Machine learning (ML) is a powerful tool for solving complex problems in various domains, such as healthcare, education, finance, and social justice. However, ML models are not immune to the biases and inequalities that exist in the real world. As we seek to harness the full potential of ML, questions about fairness in model behavior and the reliability of labeled data loom large. How can we ensure that ML models are fair and do not discriminate against certain groups of people? How can we obtain reliable and representative labeled data for training and evaluating ML models? How can we leverage the wisdom of the crowd to foster fairness in data collection and prediction? This seminar explores two pivotal works addressing these pressing questions.

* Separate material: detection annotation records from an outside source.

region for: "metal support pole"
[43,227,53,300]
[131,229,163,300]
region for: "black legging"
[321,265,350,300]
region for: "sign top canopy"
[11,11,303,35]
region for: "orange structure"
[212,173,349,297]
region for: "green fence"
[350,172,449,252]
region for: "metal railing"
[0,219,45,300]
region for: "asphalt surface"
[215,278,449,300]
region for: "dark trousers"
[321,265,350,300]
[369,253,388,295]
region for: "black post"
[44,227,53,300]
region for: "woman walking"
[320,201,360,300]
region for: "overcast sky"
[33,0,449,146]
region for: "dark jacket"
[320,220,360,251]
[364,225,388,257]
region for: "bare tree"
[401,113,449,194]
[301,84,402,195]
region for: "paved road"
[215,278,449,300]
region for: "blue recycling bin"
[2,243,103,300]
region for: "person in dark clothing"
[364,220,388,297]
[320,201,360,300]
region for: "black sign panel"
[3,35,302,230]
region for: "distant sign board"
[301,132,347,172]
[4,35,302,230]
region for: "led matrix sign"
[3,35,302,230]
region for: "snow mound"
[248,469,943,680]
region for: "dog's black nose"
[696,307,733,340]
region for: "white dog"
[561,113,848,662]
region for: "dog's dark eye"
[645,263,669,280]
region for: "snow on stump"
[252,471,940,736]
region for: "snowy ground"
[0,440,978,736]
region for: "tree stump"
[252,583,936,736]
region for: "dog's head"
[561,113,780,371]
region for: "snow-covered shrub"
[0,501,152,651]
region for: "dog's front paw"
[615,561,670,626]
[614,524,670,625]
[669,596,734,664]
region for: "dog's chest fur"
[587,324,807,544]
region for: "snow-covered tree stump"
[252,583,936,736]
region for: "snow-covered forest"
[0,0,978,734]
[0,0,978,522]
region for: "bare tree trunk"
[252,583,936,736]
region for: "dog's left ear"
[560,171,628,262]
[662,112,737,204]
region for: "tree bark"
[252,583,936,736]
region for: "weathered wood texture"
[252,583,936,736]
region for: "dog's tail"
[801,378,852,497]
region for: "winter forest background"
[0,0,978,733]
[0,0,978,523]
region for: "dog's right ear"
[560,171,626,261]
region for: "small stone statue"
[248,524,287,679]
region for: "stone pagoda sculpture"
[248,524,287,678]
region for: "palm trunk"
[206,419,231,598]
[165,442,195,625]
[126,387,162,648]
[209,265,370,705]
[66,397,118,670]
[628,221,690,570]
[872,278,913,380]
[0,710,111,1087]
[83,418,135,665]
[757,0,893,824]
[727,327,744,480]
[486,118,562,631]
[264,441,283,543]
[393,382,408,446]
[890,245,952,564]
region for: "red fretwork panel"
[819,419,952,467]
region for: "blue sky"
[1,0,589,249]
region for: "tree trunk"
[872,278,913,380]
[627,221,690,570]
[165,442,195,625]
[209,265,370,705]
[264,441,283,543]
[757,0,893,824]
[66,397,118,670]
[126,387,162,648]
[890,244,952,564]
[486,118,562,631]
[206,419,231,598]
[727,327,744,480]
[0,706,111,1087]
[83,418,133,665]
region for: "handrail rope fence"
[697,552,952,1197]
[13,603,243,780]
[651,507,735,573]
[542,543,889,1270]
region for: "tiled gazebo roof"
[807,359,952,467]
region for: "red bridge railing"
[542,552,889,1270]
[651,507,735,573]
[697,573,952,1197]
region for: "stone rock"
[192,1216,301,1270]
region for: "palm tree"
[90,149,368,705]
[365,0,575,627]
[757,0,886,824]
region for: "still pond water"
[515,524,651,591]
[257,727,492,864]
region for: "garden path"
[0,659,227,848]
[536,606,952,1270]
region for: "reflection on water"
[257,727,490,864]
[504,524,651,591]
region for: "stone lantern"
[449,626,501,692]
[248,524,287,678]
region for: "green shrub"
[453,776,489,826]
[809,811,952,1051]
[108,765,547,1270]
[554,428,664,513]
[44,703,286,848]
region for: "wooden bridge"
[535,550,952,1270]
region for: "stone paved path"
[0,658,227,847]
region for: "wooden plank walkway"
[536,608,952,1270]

In the quest for fairness, we grapple with the challenge of obtaining accurate and representative labeled data. Active learning, an approach that enables ML models to query unlabeled data points for human annotation, offers a cost-effective means of improving model performance. However, it is not without its caveats. Active learning can inadvertently introduce or amplify unfairness in the data, particularly when data is scarce, expensive, or prone to bias. To address this, we introduced the concept of an “expected fairness metric.” This metric assesses the potential impact of unlabeled samples on model fairness, even when the true labels remain unknown. Moreover, we proposed optimization methods designed to fine-tune the delicate balance between model accuracy and fairness in active learning.
But data labeling and fairness concerns extend beyond active learning. To acquire the label for human annotation crowdsourcing is a unique resolution. Crowdsourcing, a popular method for obtaining labeled data from a diverse pool of workers, has its own set of challenges. Workers in a crowdsourcing environment bring varying perspectives, expertise, and potential biases to the table. This diversity can lead to conflicting or unreliable responses, potentially undermining the fairness of the collected data. In response, we introduced a novel similarity measure that captures the degree of agreement among workers on a given task, accounting for their backgrounds and preferences. This measure provides a foundation for assessing fairness in the context of crowdsourced data. We also proposed pre-processing and in-processing methods that leverage this similarity measure to modify worker responses and generate fair predictions, taking into account both the consensus and context of worker contributions.
Hadis Anahideh is an assistant professor of industrial engineering at the University of Illinois Chicago. She has a Ph.D. in industrial engineering from the University of Texas at Arlington and a B.S. in applied mathematics from Shahid Beheshti University in Iran. Her research interests include black-box optimization, active learning, machine learning, and algorithmic fairness. She aims to develop innovative learning and optimization methodologies for engineering operations and design, and social systems. She has published several papers in journals and conferences. She is the director of the Optimal Learning and Exploration Laboratory (OPLEX) at UIC, where she works with students and collaborators on various projects related to her research topics.